Ok, I let the fire die down last night so that I could do an E/W cold start this morning. Note that the T6 has a deep firebox, so I have more wiggle room than some with a shallower firebox, but the general principle is the same.  To start with I laid down 2 sleepers about 6" apart on which to lay the E/W splits on. This allows air to get under the wood to assist the fire. Without them, the start would be slower. If there is a hot coal bed then this is not necessary.


Then splits were put on top of the sleepers with one large split in the front to act as a base. The loading needs to be biased toward the rear of the stove so that splits can't roll forward. This means that the wider edge of forward so that the wedge shape of the split is toward the rear. The rear is stacked higher and a pocket has been left to accommodate newspaper balls and kindling to start the fire.  Then kindling is stacked on top of the newspaper balls (or starter).
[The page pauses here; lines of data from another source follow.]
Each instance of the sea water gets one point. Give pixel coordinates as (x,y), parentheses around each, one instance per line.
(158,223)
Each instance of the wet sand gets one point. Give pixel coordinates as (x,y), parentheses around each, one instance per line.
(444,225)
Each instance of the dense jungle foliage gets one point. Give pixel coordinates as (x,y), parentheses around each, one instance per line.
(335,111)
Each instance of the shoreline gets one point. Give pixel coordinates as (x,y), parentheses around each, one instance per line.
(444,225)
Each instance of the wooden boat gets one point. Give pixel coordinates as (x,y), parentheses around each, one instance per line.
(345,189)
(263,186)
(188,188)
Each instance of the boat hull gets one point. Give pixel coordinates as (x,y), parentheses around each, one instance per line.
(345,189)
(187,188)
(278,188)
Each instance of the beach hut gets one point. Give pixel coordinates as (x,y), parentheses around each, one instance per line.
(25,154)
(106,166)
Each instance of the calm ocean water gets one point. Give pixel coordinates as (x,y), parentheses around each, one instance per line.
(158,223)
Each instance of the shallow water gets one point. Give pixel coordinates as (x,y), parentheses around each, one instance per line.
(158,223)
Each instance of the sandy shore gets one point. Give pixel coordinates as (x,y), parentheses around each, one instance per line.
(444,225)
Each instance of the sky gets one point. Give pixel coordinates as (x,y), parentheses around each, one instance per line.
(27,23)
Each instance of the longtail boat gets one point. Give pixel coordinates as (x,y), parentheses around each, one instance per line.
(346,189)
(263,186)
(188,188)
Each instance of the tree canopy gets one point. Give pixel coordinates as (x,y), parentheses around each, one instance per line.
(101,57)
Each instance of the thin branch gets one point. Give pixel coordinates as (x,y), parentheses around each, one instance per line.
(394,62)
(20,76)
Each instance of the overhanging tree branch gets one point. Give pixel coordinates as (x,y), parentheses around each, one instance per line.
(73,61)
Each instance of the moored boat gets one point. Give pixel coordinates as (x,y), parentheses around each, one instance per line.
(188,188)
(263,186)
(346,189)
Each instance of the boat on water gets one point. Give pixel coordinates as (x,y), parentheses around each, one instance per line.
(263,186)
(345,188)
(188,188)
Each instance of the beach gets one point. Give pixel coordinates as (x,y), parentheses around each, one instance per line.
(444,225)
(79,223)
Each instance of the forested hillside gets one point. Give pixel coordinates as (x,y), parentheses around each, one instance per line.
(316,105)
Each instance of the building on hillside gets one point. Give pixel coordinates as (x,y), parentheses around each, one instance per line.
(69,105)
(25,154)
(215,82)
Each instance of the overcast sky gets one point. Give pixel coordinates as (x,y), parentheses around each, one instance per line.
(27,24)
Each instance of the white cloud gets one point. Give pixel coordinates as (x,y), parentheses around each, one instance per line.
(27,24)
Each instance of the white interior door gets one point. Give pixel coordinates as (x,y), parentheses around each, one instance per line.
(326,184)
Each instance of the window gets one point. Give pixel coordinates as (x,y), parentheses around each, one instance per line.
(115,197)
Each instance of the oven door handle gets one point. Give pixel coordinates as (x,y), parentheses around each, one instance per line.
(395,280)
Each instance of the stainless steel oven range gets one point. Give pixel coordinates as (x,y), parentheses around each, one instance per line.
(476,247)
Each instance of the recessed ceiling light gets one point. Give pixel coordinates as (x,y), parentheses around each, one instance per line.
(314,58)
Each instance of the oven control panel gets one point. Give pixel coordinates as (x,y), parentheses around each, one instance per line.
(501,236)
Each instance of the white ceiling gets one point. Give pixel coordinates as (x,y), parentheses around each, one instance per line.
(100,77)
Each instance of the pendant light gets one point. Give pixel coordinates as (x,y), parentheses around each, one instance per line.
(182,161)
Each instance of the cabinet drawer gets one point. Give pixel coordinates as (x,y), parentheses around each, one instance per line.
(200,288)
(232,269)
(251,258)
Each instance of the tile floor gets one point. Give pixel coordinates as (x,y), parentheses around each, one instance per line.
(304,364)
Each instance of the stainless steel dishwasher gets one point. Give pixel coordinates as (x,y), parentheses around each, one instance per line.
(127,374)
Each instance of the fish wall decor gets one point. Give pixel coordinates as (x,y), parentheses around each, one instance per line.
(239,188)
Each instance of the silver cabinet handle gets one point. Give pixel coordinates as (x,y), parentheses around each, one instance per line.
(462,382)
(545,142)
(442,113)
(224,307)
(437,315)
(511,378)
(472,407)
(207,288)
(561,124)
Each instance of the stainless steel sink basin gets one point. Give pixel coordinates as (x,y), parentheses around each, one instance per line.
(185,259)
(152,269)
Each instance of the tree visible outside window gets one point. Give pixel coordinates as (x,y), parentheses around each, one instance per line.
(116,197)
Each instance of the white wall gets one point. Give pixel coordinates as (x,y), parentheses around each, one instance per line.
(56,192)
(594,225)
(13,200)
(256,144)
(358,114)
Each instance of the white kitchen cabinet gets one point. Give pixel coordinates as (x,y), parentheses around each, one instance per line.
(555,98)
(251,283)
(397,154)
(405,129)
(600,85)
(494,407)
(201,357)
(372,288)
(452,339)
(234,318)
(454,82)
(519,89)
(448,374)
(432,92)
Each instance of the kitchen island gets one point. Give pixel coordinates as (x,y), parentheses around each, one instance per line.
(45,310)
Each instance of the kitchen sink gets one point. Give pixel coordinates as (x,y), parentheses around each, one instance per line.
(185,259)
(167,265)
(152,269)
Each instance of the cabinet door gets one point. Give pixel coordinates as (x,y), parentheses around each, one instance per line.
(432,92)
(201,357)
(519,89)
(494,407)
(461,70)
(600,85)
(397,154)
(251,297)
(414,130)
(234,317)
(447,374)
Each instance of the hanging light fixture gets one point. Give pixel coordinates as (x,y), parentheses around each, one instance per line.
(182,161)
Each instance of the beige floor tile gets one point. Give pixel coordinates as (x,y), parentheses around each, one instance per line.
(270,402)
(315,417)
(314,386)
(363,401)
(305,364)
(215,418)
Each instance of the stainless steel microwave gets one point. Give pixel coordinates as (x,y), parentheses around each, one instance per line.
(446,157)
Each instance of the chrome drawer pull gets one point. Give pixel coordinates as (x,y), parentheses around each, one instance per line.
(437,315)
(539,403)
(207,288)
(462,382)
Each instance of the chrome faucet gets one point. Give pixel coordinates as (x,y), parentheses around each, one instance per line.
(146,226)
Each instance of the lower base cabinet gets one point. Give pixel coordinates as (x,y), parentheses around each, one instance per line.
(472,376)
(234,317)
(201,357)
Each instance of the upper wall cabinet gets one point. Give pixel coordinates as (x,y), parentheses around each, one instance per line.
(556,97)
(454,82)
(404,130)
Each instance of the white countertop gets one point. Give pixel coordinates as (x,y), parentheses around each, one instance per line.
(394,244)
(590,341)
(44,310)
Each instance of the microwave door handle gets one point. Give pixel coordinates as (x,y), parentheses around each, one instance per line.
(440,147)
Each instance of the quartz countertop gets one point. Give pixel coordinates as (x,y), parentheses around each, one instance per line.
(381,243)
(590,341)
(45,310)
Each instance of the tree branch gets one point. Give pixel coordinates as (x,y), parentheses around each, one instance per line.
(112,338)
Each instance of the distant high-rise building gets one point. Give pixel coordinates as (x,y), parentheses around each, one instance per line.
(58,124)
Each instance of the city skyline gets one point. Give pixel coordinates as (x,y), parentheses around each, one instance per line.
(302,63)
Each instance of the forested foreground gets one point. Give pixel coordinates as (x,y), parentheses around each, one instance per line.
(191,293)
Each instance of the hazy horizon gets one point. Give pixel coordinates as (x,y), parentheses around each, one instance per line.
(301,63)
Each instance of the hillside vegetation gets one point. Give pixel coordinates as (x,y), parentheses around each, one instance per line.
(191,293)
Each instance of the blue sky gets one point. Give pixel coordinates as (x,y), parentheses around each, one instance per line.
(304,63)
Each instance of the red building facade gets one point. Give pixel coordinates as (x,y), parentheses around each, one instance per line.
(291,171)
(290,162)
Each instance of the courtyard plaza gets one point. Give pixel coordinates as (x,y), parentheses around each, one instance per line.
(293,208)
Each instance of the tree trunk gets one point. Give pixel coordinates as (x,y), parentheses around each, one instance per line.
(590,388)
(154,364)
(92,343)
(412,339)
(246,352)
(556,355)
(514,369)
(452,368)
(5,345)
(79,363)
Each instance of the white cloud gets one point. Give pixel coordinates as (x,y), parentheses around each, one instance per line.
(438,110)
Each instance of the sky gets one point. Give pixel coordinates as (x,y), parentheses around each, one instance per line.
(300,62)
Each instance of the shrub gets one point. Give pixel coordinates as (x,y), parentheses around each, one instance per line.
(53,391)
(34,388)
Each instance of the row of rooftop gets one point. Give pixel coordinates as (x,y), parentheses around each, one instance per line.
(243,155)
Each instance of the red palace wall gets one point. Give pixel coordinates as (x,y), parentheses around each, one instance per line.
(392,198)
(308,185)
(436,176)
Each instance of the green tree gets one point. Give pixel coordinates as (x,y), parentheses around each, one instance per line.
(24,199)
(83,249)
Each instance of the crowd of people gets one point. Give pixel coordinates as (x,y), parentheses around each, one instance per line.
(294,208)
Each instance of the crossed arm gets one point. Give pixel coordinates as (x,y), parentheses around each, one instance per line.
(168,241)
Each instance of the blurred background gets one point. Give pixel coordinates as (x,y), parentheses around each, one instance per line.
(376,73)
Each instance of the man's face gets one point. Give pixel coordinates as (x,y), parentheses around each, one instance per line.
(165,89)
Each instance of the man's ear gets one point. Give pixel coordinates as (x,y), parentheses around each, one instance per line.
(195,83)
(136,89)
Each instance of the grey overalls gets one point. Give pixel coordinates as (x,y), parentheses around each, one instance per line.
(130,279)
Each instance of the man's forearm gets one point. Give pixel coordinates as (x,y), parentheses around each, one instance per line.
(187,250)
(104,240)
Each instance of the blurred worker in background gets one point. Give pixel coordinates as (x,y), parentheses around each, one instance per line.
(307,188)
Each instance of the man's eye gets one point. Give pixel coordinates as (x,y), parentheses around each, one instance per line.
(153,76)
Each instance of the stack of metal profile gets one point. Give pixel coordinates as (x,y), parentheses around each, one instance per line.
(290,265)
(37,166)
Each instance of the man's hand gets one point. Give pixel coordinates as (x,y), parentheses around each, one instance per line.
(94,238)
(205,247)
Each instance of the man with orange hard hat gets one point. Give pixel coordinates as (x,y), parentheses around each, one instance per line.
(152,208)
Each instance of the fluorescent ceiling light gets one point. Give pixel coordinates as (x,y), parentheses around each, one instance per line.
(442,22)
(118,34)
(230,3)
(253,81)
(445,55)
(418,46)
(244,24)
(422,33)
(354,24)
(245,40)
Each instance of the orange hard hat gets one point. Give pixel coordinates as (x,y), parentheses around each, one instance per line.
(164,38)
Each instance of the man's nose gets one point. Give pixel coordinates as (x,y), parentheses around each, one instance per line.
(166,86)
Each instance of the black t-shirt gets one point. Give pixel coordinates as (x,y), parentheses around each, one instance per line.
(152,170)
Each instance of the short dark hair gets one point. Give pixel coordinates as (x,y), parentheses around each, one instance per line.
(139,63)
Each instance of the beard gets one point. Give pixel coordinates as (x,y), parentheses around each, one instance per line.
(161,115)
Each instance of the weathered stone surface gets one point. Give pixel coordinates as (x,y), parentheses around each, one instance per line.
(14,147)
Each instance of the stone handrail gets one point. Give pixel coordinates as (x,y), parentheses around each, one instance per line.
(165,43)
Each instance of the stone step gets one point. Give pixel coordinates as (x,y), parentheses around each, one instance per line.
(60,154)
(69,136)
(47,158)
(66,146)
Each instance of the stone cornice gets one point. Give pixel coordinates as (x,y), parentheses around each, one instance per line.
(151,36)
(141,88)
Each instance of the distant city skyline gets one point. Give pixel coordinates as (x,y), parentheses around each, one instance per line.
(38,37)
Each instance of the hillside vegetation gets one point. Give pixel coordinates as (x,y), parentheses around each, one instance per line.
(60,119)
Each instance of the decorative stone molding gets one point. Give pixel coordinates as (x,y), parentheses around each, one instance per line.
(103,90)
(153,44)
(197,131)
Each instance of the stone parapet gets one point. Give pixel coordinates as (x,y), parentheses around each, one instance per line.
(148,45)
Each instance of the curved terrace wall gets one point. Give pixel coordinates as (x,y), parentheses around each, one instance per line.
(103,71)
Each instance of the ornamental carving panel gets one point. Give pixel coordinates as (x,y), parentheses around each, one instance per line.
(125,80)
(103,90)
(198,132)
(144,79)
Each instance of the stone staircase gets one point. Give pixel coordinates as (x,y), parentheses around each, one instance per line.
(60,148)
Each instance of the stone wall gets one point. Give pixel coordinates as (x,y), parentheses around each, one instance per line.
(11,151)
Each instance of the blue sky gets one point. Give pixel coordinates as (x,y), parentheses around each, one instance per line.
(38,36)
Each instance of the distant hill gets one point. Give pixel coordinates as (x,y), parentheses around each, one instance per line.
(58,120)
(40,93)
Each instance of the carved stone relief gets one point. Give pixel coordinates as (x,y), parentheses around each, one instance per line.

This is a sketch of a hypothetical load set up so that the splits won't roll to the rear of the firebox. There is a trough on top for starting with paper (or starter) and kindling. Once the fire is burning vigorously, another split can be placed on top if needed.
Side View:
front of firebox  
	

		
			
		

		
	



	

		
			
		

		
	
 rear wall of firebox


----------



## begreen

The newspaper is ignited and the kindling starts burning. At this point the door is slightly ajar to admit more air and of course the air control is wide open.


----------



## begreen

The kindling fire is now burning robustly. Time to latch the stove door closed.


----------



## begreen

A split is added on the burning kindling to fill the gap, but not smothering the fire. Note that the fire is now also burning under the logs between and including the sleepers.


----------



## begreen

Time to close the air down to 50%.


----------



## begreen

Secondary burn is good, time to close the air down again to about 25%.


----------



## begreen

Stove is now cruising, air closed a bit more to ~15%


----------



## begreen

Epilog: This is the first E/W fire I've done this year. It was definitely a slower start with more tweaking than my normal N/S fires. The stove needed to be reloaded after 7 hrs. which is shorter than normal, but somewhat expected due to less wood loaded as compared to N/S loading.


----------



## MoDoug

I like the idea of using the sleepers to allow air circulation with the E/W. With my smaller 1.8 cf firebox even smaller sleepers will help tremendously. I noticed you also use some smaller splits N/S to fill in the end gaps, basically cramming in wood where you can for a longer burn.

The E/W applies to me, I'll try this tonight.  At a later time, I'm going to experiment with a N/S start. I'll have to cut some short splits about 12 inches, but it will be interesting to see how they compare.  The N/S start may work out pretty good, then do E/W reloads on a good bed of coals.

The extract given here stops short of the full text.